New Zealand are strong favourites to create history at Seddon Park.

The last time South Africa played a men's Test in Hamilton, in March 2017, they were saved by rain that prevented any play on the fifth day. This time - the second Test starts on Tuesday - the New Zealanders look likely to get the job done inside four days.

In 2017 the visitors would have resumed on 80/5 needing another 95 runs to make New Zealand bat again. The chances were thus high of New Zealand wiping out the series lead South Africa had taken at the Basin Reserve, which followed a draw in Dunedin. With that the South Africans were able to celebrate their 12th victory in 18 away Test series, only one of them lost - the November 2015 rubber in India, which was tainted by poor pitches.

Almost seven years on much has changed. South Africa have won just one and lost six of their eight series on the road. The New Zealanders have quietly added to their excellence, which they confirmed by beating India in the inaugural World Test Championship final in Southampton in June 2021.

It's tempting to look at cricket in New Zealand and wonder why the game in South Africa isn't on as sound a footing. Isn't the cricket industry in the countries about the same size? Doesn't the game there and here share, broadly, the same culture? Yes, in both cases. But that's a limited, simplistic analysis.

More relevant is the fact that as a developed country - as opposed to a developing country like South Africa - New Zealand doesn't struggle for skills and expertise in all areas. It also doesn't have to overcome the levels of corruption that can seem to be hardwired into South African society. Nor is it burdened with layers of distrust along racial, cultural and religious lines to the same degree as in South Africa.

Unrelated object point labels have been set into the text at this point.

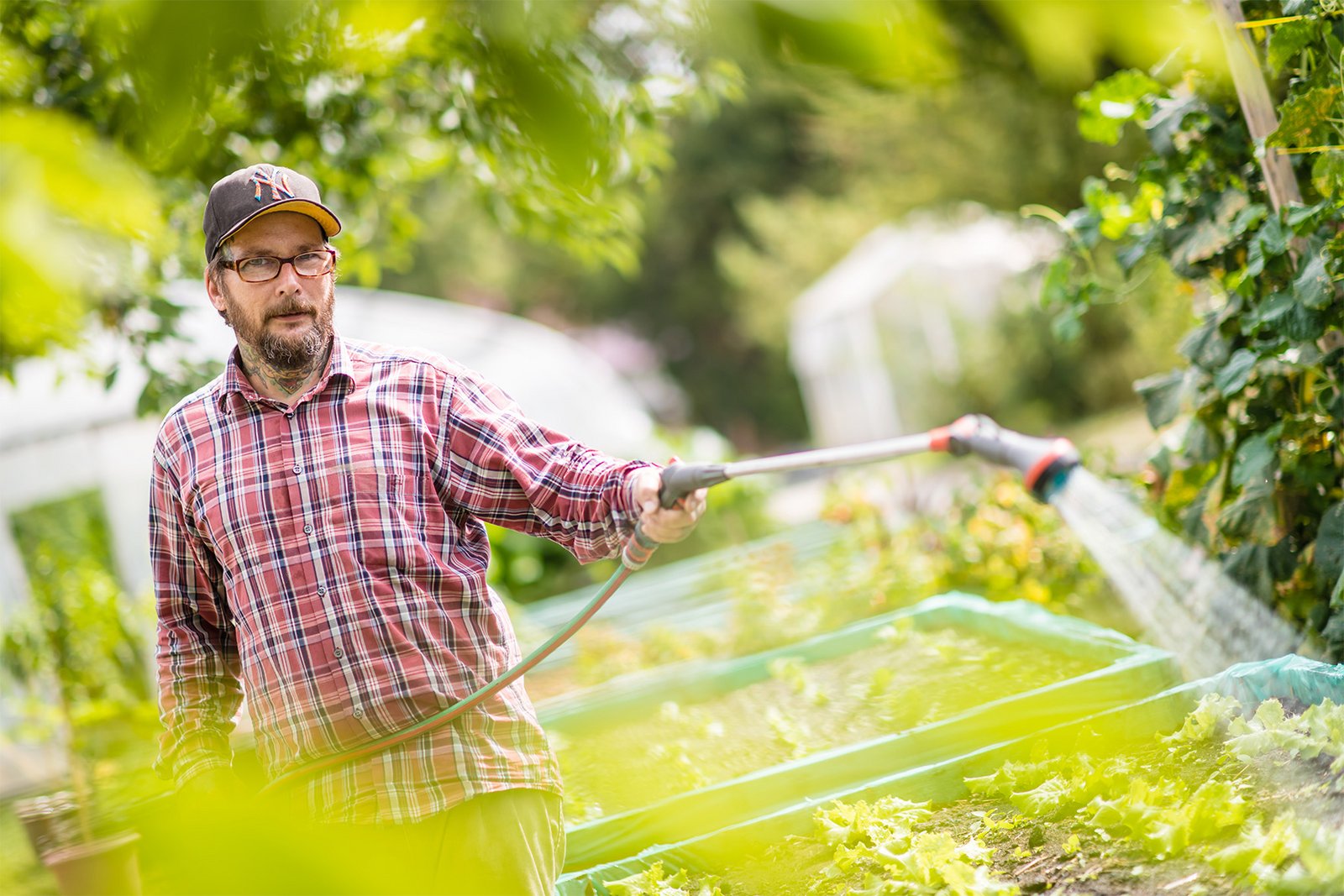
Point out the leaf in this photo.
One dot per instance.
(1314, 288)
(1273, 237)
(1236, 372)
(1256, 458)
(1250, 564)
(1202, 443)
(1168, 118)
(1162, 396)
(1104, 110)
(1206, 347)
(1330, 544)
(1289, 39)
(1045, 799)
(1253, 517)
(1304, 120)
(1328, 174)
(1207, 720)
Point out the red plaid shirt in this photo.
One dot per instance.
(328, 560)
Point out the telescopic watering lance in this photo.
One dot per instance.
(1043, 463)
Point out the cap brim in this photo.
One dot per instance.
(319, 212)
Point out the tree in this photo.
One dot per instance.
(113, 127)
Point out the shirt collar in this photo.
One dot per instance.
(339, 375)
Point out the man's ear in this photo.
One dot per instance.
(215, 297)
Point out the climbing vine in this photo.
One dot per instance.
(1252, 452)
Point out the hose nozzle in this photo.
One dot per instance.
(1045, 463)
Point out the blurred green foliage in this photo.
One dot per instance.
(774, 190)
(995, 540)
(77, 653)
(437, 127)
(118, 118)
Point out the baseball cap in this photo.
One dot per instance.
(260, 190)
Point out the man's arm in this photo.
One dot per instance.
(508, 470)
(197, 654)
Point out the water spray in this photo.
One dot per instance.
(1043, 463)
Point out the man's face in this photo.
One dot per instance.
(286, 320)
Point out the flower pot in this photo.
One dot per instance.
(108, 867)
(46, 820)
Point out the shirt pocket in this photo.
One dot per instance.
(373, 484)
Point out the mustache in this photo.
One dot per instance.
(292, 308)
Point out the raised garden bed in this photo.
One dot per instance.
(1242, 794)
(664, 755)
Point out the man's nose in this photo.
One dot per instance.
(288, 278)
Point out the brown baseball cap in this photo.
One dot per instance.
(260, 190)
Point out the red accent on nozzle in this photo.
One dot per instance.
(1058, 449)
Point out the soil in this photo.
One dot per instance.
(913, 680)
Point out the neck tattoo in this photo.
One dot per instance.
(281, 383)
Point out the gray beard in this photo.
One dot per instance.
(289, 354)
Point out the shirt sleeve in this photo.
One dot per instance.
(515, 473)
(197, 656)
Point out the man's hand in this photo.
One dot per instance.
(664, 524)
(214, 785)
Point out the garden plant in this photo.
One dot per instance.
(1250, 464)
(1230, 802)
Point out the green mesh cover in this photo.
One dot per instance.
(1132, 671)
(1289, 676)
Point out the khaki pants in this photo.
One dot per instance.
(497, 844)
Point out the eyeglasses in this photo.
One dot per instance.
(262, 268)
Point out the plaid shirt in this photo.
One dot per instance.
(328, 560)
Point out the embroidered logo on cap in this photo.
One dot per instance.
(273, 177)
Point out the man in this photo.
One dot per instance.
(318, 543)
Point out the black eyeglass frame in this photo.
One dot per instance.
(331, 257)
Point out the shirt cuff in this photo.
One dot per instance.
(195, 755)
(625, 512)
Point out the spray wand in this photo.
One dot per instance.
(1043, 463)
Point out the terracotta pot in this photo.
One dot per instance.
(108, 867)
(46, 820)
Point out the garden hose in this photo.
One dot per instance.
(1045, 464)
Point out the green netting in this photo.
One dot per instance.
(1131, 671)
(1292, 676)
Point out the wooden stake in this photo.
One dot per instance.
(1256, 101)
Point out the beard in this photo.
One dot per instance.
(292, 349)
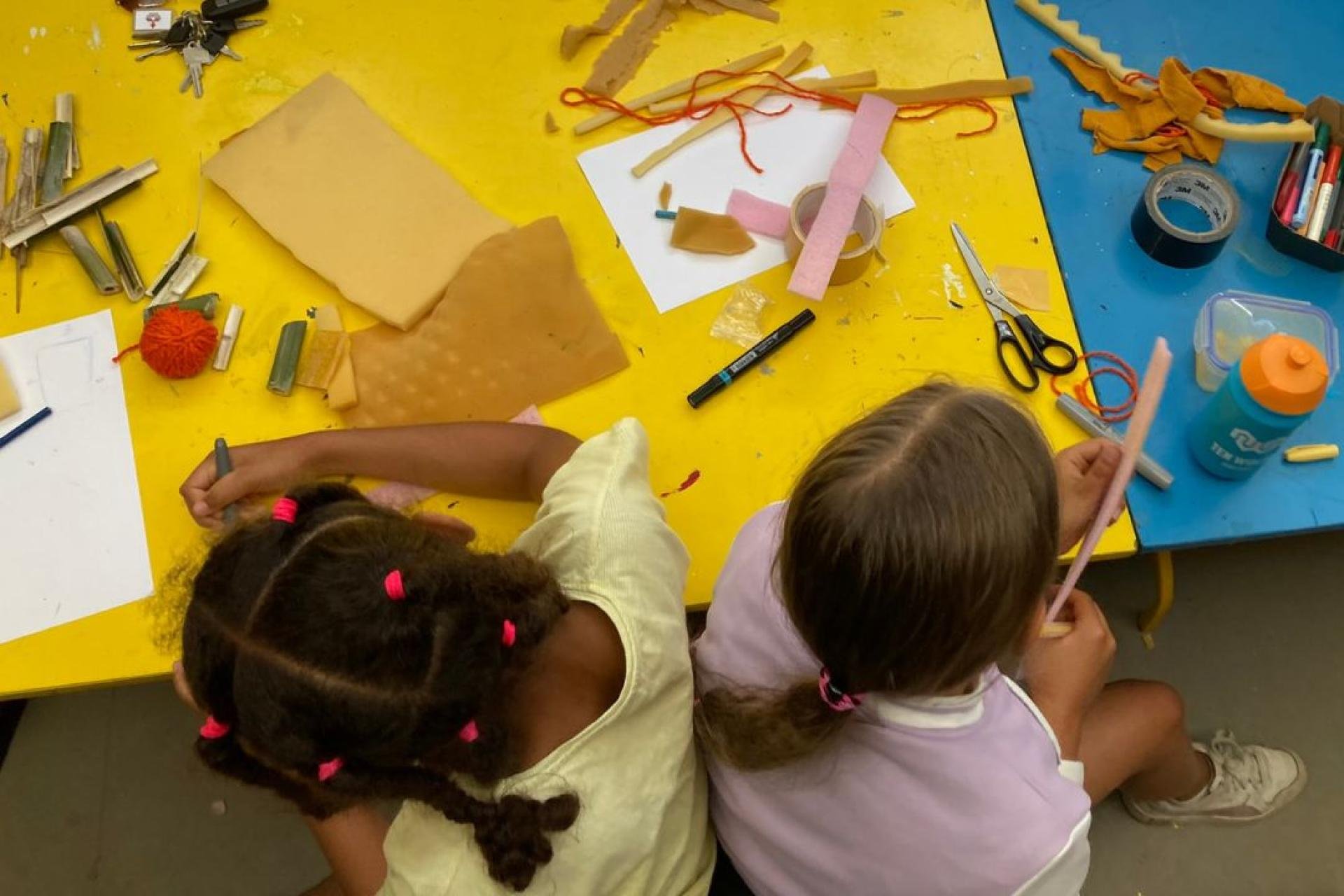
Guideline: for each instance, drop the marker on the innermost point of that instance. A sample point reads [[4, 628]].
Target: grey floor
[[101, 796]]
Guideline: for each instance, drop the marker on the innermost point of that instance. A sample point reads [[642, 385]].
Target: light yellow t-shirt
[[643, 825]]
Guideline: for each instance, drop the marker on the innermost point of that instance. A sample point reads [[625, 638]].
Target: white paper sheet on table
[[796, 149], [71, 530]]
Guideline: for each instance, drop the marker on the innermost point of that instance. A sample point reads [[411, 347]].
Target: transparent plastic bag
[[739, 321]]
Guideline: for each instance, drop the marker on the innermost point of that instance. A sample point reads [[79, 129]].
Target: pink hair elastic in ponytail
[[834, 696], [286, 511], [394, 586], [213, 729]]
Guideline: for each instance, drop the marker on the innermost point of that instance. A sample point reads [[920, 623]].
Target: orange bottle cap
[[1285, 375]]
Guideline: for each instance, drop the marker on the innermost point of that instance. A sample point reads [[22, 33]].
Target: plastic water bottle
[[1268, 394]]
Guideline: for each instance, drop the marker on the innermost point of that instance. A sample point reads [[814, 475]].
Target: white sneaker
[[1249, 783]]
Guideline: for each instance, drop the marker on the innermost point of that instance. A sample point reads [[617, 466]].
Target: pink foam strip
[[844, 191], [1145, 409], [758, 216]]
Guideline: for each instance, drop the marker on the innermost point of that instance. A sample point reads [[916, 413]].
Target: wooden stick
[[62, 213], [738, 66], [955, 90], [753, 8], [721, 115], [840, 83]]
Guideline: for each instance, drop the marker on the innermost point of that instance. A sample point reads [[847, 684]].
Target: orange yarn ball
[[178, 344]]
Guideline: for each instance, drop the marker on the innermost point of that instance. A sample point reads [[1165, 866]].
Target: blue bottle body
[[1236, 434]]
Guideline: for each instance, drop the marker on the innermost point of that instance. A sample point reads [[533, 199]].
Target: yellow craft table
[[470, 83]]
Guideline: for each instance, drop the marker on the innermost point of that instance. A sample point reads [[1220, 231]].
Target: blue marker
[[223, 466], [23, 428], [1313, 174]]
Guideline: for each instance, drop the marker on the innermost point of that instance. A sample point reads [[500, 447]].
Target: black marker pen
[[755, 356]]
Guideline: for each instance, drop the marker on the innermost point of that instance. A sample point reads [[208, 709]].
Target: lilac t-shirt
[[962, 796]]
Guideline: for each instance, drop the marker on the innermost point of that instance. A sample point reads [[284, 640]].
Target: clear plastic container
[[1231, 321]]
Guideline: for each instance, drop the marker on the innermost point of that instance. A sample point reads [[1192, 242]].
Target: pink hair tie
[[834, 696], [213, 729], [286, 511]]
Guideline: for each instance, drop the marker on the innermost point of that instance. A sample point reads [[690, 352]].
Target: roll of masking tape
[[855, 258], [1195, 186]]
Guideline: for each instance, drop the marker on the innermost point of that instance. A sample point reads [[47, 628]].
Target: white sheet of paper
[[71, 530], [794, 149]]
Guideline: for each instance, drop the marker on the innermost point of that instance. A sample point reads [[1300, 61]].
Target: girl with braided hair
[[531, 708]]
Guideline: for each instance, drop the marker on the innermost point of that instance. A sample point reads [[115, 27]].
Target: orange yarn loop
[[176, 344], [1108, 413], [694, 111]]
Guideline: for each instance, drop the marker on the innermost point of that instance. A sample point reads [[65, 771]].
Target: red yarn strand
[[692, 111], [124, 352], [1121, 370], [939, 108]]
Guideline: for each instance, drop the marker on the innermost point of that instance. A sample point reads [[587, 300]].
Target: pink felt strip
[[844, 190], [758, 216], [1145, 409]]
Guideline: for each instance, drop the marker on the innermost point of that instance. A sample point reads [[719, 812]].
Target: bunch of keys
[[203, 36]]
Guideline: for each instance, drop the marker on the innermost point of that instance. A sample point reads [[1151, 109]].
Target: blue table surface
[[1123, 300]]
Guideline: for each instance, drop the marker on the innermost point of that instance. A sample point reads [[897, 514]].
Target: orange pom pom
[[178, 344]]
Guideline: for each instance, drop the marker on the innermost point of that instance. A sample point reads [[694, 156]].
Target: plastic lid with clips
[[1231, 321], [1285, 375]]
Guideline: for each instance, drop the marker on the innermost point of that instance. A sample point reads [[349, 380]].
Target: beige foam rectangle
[[354, 200], [517, 327]]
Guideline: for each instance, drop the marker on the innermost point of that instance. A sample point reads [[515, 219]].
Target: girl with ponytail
[[531, 710], [860, 729]]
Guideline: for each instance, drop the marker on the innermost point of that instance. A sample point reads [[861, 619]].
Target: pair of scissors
[[1047, 354]]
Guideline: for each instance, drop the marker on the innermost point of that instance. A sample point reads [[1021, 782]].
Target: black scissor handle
[[1018, 358], [1042, 343]]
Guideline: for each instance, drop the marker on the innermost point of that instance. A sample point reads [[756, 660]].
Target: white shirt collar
[[933, 713]]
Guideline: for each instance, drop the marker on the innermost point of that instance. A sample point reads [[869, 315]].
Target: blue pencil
[[23, 428]]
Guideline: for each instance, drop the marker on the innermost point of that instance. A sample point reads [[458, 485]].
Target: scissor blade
[[977, 272], [984, 285]]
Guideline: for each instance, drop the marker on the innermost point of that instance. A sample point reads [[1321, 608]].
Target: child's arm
[[488, 460], [1065, 675], [353, 843], [1084, 473]]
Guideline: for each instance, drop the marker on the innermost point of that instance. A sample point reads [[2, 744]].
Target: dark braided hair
[[292, 645]]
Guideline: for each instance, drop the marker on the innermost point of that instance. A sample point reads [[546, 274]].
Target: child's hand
[[264, 468], [1084, 473], [1065, 675]]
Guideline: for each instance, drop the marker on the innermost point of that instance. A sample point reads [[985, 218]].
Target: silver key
[[197, 59], [167, 48]]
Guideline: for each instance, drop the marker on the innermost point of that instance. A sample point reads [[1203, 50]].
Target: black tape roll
[[1200, 187]]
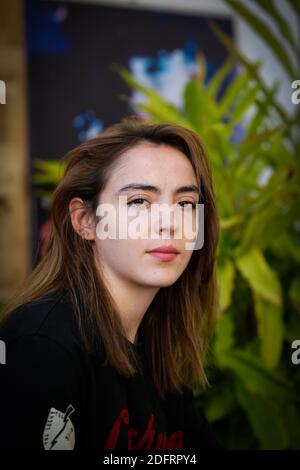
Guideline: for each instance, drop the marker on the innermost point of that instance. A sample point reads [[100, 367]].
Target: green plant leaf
[[270, 8], [200, 109], [224, 334], [259, 275], [270, 330], [225, 274], [244, 103], [256, 377], [219, 404], [263, 30], [265, 417], [218, 78]]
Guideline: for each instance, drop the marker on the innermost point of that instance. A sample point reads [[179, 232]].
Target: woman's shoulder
[[51, 316]]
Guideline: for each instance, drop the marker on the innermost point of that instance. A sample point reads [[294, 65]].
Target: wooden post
[[14, 164]]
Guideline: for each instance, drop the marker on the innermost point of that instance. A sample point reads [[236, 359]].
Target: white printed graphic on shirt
[[59, 432]]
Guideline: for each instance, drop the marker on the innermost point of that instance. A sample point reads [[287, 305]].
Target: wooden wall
[[14, 165]]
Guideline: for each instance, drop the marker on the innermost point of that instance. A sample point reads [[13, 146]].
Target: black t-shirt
[[55, 395]]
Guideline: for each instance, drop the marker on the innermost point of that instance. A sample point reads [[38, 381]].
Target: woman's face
[[125, 253]]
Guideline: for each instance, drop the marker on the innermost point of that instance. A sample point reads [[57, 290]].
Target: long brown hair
[[176, 325]]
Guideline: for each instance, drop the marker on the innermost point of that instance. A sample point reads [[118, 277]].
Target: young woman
[[107, 338]]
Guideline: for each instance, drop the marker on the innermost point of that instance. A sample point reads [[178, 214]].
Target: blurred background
[[230, 71]]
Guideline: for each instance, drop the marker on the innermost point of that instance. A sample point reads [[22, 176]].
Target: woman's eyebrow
[[148, 187]]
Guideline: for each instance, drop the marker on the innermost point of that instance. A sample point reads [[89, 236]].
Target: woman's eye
[[192, 204], [137, 202]]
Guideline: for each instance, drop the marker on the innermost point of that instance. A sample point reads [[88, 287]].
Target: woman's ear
[[82, 219]]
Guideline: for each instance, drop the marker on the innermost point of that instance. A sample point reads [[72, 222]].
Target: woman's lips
[[163, 256]]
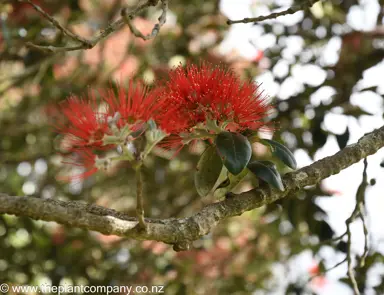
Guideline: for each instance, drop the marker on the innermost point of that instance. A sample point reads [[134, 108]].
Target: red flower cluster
[[204, 97], [196, 94], [85, 121]]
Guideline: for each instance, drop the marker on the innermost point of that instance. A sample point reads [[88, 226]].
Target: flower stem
[[139, 198]]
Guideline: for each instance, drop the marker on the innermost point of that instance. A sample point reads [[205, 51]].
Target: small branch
[[295, 8], [182, 231], [156, 29], [139, 198], [358, 211], [87, 43], [328, 269]]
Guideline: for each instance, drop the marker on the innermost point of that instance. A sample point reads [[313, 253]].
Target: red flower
[[85, 122], [82, 124], [135, 105], [199, 93]]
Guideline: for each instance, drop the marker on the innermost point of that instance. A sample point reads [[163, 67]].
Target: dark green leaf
[[282, 152], [207, 171], [267, 173], [235, 151], [230, 183], [342, 139]]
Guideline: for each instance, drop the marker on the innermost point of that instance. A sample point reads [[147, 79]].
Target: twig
[[182, 231], [84, 43], [328, 269], [156, 29], [293, 9], [357, 212]]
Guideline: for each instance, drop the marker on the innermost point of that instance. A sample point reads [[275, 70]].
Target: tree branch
[[293, 9], [90, 43], [181, 232]]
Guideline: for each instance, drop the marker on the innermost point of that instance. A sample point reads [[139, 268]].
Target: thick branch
[[181, 232]]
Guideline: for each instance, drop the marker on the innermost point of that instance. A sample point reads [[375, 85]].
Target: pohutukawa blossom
[[90, 125], [135, 105], [208, 96], [82, 125]]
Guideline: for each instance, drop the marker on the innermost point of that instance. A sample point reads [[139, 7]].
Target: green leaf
[[207, 171], [230, 182], [282, 152], [267, 172], [235, 151]]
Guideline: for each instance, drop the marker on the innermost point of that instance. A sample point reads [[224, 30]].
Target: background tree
[[93, 42]]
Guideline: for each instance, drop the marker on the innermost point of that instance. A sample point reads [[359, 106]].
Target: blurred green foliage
[[239, 256]]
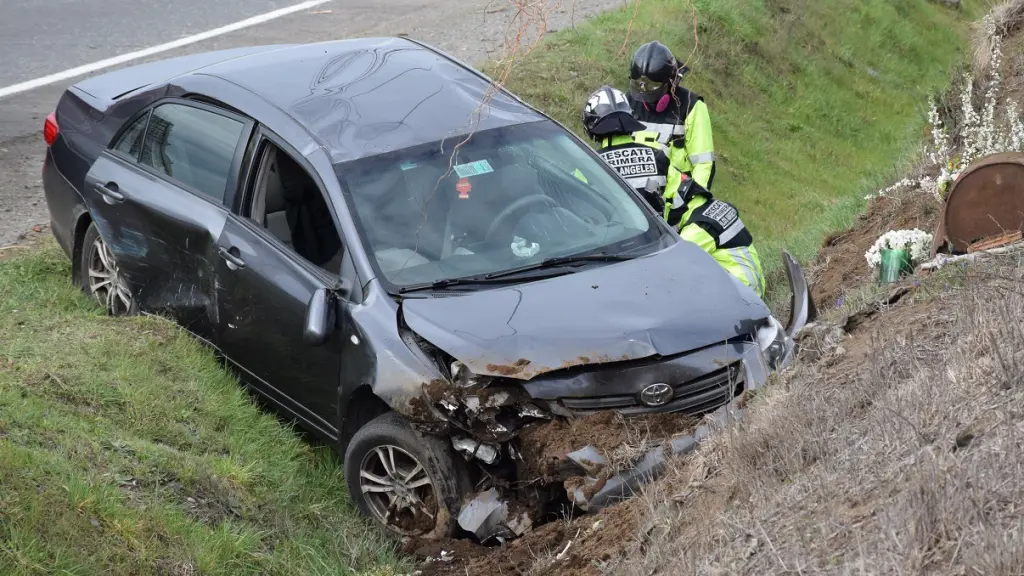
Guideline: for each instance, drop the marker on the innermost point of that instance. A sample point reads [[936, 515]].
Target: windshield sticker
[[523, 250], [463, 187], [473, 168]]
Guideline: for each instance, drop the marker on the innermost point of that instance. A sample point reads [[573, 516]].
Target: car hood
[[665, 303]]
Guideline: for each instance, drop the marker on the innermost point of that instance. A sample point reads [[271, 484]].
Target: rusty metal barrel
[[985, 202]]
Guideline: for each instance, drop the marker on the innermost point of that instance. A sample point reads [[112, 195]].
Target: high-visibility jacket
[[684, 126], [715, 225]]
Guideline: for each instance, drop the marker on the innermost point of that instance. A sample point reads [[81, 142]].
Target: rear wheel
[[99, 276], [409, 483]]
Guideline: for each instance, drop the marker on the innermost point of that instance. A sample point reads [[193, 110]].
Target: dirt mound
[[573, 547], [841, 266], [887, 460], [619, 440]]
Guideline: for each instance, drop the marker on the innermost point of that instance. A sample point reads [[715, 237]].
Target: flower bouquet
[[896, 251]]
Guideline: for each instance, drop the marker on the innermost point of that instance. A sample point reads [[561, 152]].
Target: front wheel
[[409, 483], [99, 276]]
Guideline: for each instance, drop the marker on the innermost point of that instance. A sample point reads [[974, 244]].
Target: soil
[[544, 446], [841, 264], [594, 538]]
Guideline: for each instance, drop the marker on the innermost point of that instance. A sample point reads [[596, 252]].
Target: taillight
[[50, 129]]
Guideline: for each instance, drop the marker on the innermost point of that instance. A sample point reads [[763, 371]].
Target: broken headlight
[[775, 344]]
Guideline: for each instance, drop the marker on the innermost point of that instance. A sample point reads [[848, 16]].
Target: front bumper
[[716, 380]]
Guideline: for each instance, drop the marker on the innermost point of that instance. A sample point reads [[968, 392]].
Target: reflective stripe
[[754, 270], [742, 258], [640, 182], [666, 131], [731, 232], [701, 158]]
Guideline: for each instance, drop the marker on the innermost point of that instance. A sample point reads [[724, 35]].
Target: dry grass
[[904, 461], [1009, 14]]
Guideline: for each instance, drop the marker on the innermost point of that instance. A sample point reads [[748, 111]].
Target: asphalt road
[[39, 38]]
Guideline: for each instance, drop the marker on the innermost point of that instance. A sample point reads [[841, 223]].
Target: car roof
[[365, 96]]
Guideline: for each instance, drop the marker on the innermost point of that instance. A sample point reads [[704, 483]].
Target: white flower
[[918, 241]]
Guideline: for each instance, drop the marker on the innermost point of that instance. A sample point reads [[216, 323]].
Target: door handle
[[233, 260], [110, 191]]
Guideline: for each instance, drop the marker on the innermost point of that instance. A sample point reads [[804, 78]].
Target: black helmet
[[607, 112], [652, 72]]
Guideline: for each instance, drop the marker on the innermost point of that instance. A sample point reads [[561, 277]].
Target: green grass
[[813, 104], [126, 449]]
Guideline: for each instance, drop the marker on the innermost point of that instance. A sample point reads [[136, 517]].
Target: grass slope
[[126, 449], [812, 103]]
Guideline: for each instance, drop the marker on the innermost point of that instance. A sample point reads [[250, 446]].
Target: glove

New Zealand's wider economy is significantly more stable and orientated towards growth than South Africa's, and that the currency is far stronger. That's why NZC doesn't need a glitzy T20 extravaganza to ward off financial ruin. And why CSA do, and must make the SA20 their top priority. Hence the sorry state of the visitors' Test squad, what with their best players locked into T20 mode until Saturday.

It isn't fair on anyone involved, not least league commissioner Graeme Smith and the rest of the team who run the SA20, which is after all a rescue mission. But since when has capitalism - and cricket at this level is all about capitalism - been fair? The customers are being given what a lot of them want, and to blazes with the few who don't want it. Until what they want pays the bills like T20 does, they are going to have to like it or lump it.

Still, it's difficult not to feel sorry for Neil Brand and his team as they bid to avoid becoming the first South Africa team to lose a Test series to New Zealand. The original of the 17 rubbers was played in February and March 1932, when South Africa won the first match by an innings and both of the other two by eight wickets. Of the 48 Tests the teams have contested, South Africa have lost only six, the most recent of them by 281 runs in Mount Maunganui last week.

Another in Hamilton and New Zealand will banish the ghosts of March 2017, along with almost 92 years of failure. Aside from Test newbies Afghanistan and Ireland, who New Zealand have yet to play against, South Africa are the only side they haven't beaten in a series. History is in the air.

When: February 13 to 17, 2024; 11am Local Time (Midnight SAST, 3.30am IST)

Where: Seddon Park, Hamilton

What to expect: Decent weather for the duration of the match. Totals of 500 have been reached at this ground five times in its 27 Tests - New Zealand put up 715/6 against Bangladesh in February 2019. Teams have been bowled out for fewer than 100 four times, but not since December 2002. Kane Williamson's five centuries here - 53 have been scored in all - is as many as he has made at the Basin Reserve, where he has had seven fewer innings. Only three of the 28 five-wicket hauls at Seddon Park have been taken by spinners.

Team news:

New Zealand:

Towering fast bowler Will O'Rourke, who has played three ODIs, looks set for a debut. Mitchell Santner could make way for him. Will Young has been named to replace Daryll Mitchell, who has a foot injury.

Possible XI: Tom Latham, Devon Conway, Kane Williamson, Rachin Ravindra, Will Young, Tom Blundell, Glenn Phillips, Kyle Jamieson, Matt Henry, Will O'Rourke, Tim Southee (capt)

South Africa:

Shukri Conrad suggested strongly after the first Test that the XI would change. Exactly how isn't easy to see. Perhaps Dane Piedt for Ruan de Swardt?

Possible XI: Edward Moore, Neil Brand (capt), Raynard van Tonder, Zubayr Hamza, David Bedingham, Keegan Petersen, Clyde Fortuin, Dane Piedt, Duanne Olivier, Tshepo Moreki, Dane Paterson

What they said:

"In New Zealand it can look like it's going to do a lot, and then we've seen the side batting first get into a pretty good position. It's about playing what's in front of you." - Tim Southee offers advice about what to do at the toss.